Will Hanwha Earnings Look Less Dark?

Will Hanwha Earnings Look Less Dark?

Hanwha SolarOne will release its latest quarterly report on Monday, and investors have gotten a lot more excited about the stock's prospects in recent months. Yet even though the Chinese solar market has seen some encouraging signs lately, Hanwha earnings are likely to remain in the red for a long while to come.

For years, intense competition in the Chinese solar industry has led to overproduction and weak pricing, which in turn has made it nearly impossible for most Chinese solar companies to be profitable. Recently, though, signs of financial difficulties among weaker Chinese solar players have made investors optimistic that a shaking-out in the industry could leave survivors with better profit potential. Let's take an early look at what's been happening with Hanwha SolarOne over the past quarter and what we're likely to see in its quarterly report.

Stats on Hanwha SolarOne

Analyst EPS Estimate


Year-Ago EPS


Last Quarter's Revenue

$179.1 million

Change From Year-Ago Revenue


Earnings Beats in Past 4 Quarters


Source: S&P Capital IQ.

Can Hanwha earnings keep improving this quarter?
In recent months, analysts have seen more promise in their views on Hanwha earnings. They've narrowed their June-quarter loss estimates by a nickel per share and their full-year projections by $0.37 per share. That optimism has resulted in a massive 140% increase in the stock since early June.

Hanwha's big move higher began in late June, when the company announced that it successfully got a $100 million term loan from Korea's Export-Import Bank.
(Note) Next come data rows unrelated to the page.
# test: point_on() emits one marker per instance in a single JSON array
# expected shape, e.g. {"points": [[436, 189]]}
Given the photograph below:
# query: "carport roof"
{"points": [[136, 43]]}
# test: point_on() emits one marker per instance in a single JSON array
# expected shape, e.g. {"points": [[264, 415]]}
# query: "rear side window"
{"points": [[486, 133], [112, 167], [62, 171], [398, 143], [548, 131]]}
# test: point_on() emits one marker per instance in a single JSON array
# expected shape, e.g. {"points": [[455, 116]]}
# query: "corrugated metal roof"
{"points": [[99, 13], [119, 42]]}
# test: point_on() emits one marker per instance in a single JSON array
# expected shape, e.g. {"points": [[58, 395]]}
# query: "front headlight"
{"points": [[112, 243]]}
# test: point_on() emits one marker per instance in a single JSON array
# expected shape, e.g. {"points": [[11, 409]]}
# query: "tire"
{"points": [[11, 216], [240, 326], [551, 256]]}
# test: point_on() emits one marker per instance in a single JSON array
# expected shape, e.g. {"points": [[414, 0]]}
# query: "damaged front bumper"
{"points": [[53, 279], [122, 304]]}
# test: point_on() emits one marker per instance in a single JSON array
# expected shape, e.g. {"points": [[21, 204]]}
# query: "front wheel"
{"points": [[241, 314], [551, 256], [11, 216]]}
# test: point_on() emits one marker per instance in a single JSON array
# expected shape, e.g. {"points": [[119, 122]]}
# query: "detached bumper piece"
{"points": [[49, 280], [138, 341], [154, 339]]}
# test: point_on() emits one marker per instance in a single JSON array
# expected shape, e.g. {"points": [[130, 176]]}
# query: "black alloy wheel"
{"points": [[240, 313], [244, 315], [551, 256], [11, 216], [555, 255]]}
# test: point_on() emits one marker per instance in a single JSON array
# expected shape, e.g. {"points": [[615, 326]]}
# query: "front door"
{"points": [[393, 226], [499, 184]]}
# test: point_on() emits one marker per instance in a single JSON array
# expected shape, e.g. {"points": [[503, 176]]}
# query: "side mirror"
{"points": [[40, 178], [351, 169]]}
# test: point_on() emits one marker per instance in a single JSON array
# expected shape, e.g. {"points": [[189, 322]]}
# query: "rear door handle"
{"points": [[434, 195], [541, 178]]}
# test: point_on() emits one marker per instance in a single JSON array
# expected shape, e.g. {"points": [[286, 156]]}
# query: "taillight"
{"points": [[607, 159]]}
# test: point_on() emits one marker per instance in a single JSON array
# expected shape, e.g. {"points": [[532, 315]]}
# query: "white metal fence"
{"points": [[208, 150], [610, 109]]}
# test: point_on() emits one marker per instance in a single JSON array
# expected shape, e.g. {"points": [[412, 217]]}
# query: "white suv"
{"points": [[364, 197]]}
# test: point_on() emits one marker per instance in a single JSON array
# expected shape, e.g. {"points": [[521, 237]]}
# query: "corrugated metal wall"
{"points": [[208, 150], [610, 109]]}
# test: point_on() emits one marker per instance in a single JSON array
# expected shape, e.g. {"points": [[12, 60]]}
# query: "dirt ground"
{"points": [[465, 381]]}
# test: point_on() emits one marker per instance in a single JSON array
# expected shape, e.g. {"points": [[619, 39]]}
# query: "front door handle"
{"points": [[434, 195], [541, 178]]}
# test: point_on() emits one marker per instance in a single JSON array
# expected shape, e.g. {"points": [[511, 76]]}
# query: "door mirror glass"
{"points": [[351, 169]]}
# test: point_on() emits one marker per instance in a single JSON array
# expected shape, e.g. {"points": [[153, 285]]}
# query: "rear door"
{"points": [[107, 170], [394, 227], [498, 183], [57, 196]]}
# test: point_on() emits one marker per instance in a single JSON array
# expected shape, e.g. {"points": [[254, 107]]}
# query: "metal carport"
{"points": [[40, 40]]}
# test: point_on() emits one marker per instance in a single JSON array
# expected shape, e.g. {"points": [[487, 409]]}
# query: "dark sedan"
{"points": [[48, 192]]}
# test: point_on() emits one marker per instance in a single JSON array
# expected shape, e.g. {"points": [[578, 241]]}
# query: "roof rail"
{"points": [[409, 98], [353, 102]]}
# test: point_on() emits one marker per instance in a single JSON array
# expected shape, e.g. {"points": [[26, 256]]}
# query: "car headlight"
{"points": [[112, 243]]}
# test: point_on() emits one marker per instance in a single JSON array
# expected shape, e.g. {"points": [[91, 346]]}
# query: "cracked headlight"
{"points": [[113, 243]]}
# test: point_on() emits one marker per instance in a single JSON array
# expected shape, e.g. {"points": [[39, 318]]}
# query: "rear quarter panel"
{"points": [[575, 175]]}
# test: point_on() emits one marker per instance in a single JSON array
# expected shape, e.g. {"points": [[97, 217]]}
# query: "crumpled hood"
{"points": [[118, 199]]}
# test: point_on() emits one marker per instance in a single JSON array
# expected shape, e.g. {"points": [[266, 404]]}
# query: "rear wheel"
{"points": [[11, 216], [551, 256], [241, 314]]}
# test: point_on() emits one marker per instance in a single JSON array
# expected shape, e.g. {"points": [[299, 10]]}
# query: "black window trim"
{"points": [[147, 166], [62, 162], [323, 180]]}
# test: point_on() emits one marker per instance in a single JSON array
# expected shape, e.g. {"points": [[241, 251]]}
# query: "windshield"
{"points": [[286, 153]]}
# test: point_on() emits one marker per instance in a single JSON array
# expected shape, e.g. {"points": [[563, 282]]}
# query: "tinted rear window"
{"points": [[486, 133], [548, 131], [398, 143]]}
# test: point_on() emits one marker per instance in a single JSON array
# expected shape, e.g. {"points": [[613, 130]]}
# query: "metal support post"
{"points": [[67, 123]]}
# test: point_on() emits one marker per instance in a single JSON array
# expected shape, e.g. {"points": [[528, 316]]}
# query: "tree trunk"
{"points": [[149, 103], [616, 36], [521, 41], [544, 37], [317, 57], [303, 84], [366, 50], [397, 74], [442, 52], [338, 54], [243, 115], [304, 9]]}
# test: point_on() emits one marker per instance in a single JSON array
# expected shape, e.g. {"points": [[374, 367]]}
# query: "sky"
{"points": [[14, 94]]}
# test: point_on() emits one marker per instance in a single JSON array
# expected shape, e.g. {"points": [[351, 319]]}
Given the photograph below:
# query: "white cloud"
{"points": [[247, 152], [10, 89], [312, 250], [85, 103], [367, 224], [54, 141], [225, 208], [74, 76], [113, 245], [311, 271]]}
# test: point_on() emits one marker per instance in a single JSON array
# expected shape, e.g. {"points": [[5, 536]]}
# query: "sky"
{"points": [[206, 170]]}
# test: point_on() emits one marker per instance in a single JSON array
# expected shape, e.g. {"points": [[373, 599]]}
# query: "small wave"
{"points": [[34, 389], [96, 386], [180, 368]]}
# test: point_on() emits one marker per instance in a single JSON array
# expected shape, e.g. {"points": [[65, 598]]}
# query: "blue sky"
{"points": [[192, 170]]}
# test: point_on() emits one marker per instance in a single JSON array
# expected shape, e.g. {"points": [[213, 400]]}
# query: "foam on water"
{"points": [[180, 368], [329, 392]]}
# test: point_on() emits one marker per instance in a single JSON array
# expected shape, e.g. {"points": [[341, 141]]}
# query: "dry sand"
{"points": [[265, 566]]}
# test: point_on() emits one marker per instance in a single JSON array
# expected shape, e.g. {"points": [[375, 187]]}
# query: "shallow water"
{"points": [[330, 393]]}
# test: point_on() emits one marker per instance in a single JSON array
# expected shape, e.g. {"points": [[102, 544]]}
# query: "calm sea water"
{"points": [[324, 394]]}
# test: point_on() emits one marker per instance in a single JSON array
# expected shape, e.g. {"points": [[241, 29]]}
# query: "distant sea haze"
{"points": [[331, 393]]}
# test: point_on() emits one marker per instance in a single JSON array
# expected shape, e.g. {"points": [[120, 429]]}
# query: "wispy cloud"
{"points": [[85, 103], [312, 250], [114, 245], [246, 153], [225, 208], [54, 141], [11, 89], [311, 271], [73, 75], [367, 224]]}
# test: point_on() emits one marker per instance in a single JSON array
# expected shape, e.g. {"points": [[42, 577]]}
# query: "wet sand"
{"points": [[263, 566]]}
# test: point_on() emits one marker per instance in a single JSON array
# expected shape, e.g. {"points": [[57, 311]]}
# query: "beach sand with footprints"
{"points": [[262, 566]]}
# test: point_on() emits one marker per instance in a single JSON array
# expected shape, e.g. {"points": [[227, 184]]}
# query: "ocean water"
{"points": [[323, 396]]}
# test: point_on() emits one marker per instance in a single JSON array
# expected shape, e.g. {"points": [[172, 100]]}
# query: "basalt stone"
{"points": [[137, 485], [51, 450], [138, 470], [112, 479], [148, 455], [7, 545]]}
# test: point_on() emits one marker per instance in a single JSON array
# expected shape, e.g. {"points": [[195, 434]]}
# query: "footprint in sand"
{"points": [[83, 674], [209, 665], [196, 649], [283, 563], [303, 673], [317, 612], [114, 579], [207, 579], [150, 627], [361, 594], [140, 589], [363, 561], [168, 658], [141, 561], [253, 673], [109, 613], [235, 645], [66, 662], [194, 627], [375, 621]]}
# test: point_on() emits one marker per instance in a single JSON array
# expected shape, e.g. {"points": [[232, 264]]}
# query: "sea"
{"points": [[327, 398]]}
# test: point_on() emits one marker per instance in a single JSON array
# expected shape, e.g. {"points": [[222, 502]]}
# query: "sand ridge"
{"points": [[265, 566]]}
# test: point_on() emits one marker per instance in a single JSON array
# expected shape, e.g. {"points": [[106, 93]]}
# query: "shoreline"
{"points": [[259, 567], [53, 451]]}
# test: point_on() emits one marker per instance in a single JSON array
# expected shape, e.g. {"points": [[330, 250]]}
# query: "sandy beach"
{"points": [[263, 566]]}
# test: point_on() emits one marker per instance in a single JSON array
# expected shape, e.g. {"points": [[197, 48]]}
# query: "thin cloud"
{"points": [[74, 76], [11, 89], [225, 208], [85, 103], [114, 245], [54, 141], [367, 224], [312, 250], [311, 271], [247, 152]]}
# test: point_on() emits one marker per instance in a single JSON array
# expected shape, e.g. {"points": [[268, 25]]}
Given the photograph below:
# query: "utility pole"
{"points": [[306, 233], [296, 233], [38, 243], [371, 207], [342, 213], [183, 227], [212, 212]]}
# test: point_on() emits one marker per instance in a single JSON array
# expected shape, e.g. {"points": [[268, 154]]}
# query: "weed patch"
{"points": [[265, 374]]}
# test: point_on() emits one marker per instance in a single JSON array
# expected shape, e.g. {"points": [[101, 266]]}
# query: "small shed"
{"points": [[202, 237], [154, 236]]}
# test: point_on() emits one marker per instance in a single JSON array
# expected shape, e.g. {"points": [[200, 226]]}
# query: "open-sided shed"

The default earlier this year from Suntech Power refocused investor attention on making sure that money-losing Chinese solar companies could get outside financing to sustain their operations, and the fact that a non-Chinese lender was willing to extend Hanwha credit is a vote of confidence for the company.

Yet the real pop among Chinese solar stocks came from a combination of two much broader industry-moving announcements. In mid-July, the Chinese State Council said it plans to build 35 gigawatts of solar capacity within the next two years. Even though that news strongly suggests continued reliance from China's solar industry on its own government, it nevertheless sent Hanwha and its peers higher. Then, later in the month, Europe and China agreed to settle a potential trade dispute by having Europe impose price floors on sales of Chinese solar panels. By avoiding a much more punitive tariff, Chinese solar companies should be better able to weather the potential impact that minimum sales prices could have on the industry.

In its March quarter, Hanwha managed to eke out a positive gross margin. Continuing to do so will be critical going forward, as rivals Yingli Green Energy and JA Solar have both reversed their own negative gross margins. Even with those gains, though, both companies continue to struggle operationally, with Yingli having to manage $2.8 billion in debt and with JA Solar failing to boost its sales-volume guidance, disappointing investors.

In the Hanwha earnings report, watch closely to see where the company's sales are coming from and how much it's able to boost its margins. Without considerable progress, the gains the stock has seen in recent months could fade into the shadows quickly if Hanwha can't sustain its forward momentum.